AP United States History - 1420
Prerequisite: Invitation by the Social Studies Department is required
This full-year course will cover American History from the pre-Columbian era to the present. The course will focus on social, political, intellectual, technological and economic developments through this time period. The class will include traditional learning methods such as lecture, but will also involve more in-depth activities such as the reading, discussion an analysis of primary sources and the evaluation of historians' arguments. By combining lecture/note taking with source analysis and discussion, students will gain both a knowledge of objective historical information that will lead them to success on the Advanced Placement (AP) exam (taken in May) and critical thinking skills that will help them in all academic areas-particularly as they prepare for college. Good skills in written analysis and interpretation are essential for success in the class.
Either 1442 US Govt. or 1437 AP US Govt. and Politics
US Government - 1442
This full-year course is a study of the government and political process of the United States, including its historical and philosophical development, its organization, and its function today, as well as the Constitutional principles on which it is built. This course emphasizes the role of citizens in our democracy and the importance of being informed, responsible and active citizens, as well as individual rights and responsibilities. Students will develop these skills by completing a Civic Action Project.
AP U.S. Government & Politics – 1437
Prerequisite: Invitation by the Social Studies Department is required
This full-year course will give students an analytical perspective on government and politics in the United States. Topics to be covered include the Constitutional underpinnings of our government; political beliefs and behaviors; political parties, interest groups, and mass media; institutions of national government: the Congress, the Presidency, the bureaucracy, and the federal courts; public policy, civil rights and civil liberties. Above average critical reading and written analysis interpretation skills are essential for success both in this class and on the AP U.S. Government & Politics exam in May. Guest speakers and community resources will be utilized when possible. Additionally, students will prepare for and participate in the Ohio Mock Trial Competition. Successful completion of this project will require students to meet outside of regular class sessions for trial preparation and scrimmages.

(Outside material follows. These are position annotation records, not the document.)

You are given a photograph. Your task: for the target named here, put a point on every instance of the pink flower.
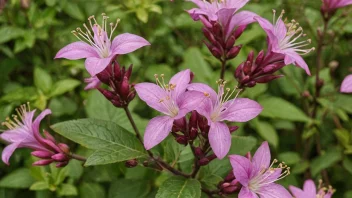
(217, 109)
(170, 99)
(332, 5)
(24, 133)
(282, 39)
(346, 86)
(310, 191)
(258, 177)
(100, 51)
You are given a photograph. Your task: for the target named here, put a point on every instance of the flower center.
(167, 101)
(97, 35)
(222, 98)
(268, 175)
(14, 123)
(294, 32)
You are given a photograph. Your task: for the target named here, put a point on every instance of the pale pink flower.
(217, 108)
(100, 51)
(171, 99)
(258, 176)
(283, 39)
(346, 86)
(310, 191)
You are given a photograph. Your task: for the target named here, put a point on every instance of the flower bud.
(42, 154)
(234, 51)
(131, 163)
(43, 162)
(60, 157)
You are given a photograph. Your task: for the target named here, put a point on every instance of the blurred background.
(32, 32)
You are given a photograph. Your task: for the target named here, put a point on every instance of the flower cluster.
(23, 132)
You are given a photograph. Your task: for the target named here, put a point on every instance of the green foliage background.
(32, 32)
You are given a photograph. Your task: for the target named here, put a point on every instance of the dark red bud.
(266, 79)
(209, 36)
(42, 154)
(259, 58)
(216, 52)
(43, 162)
(233, 128)
(64, 148)
(204, 161)
(60, 157)
(247, 67)
(238, 32)
(131, 163)
(230, 42)
(182, 140)
(233, 52)
(61, 164)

Offered during Junior or Senior year:
Introduction to Psychology - 1434 (.5 year)
TThis semester course is an introduction to Psychology: the scientific study of the brain and behavior of living things, especially humans. Students focus on topics including: research methods, sensation and perception, learning, developmental psychology from infancy to old age, anatomy of the brain, self and personality, abnormal behavior and therapy. Teaching methodologies will include lecture-discussion, small group work, movies and role-playing. Students are required to prepare a research assignment on a psychology related issue, theory, or concept.
AP Psychology - 1436 (year)
Prerequisite: Invitation by the Social Studies Dept. and successful completion of Advanced Biology or enrollment in Anatomy & Physiology. PSAT Scores in Reading and Writing
TThis full-year course is an in-depth approach to Psychology. The class follows the American Psychological Association’s national standards for the teaching of high school psychology.
The five content areas are:
Biopsychological (biological bases of behavior, sensation and perception motivation and emotion and stress) ;
Cognitive (learning, memory, thinking and language, states of consciousness);
Sociocultural (psychological disorders, and treatment.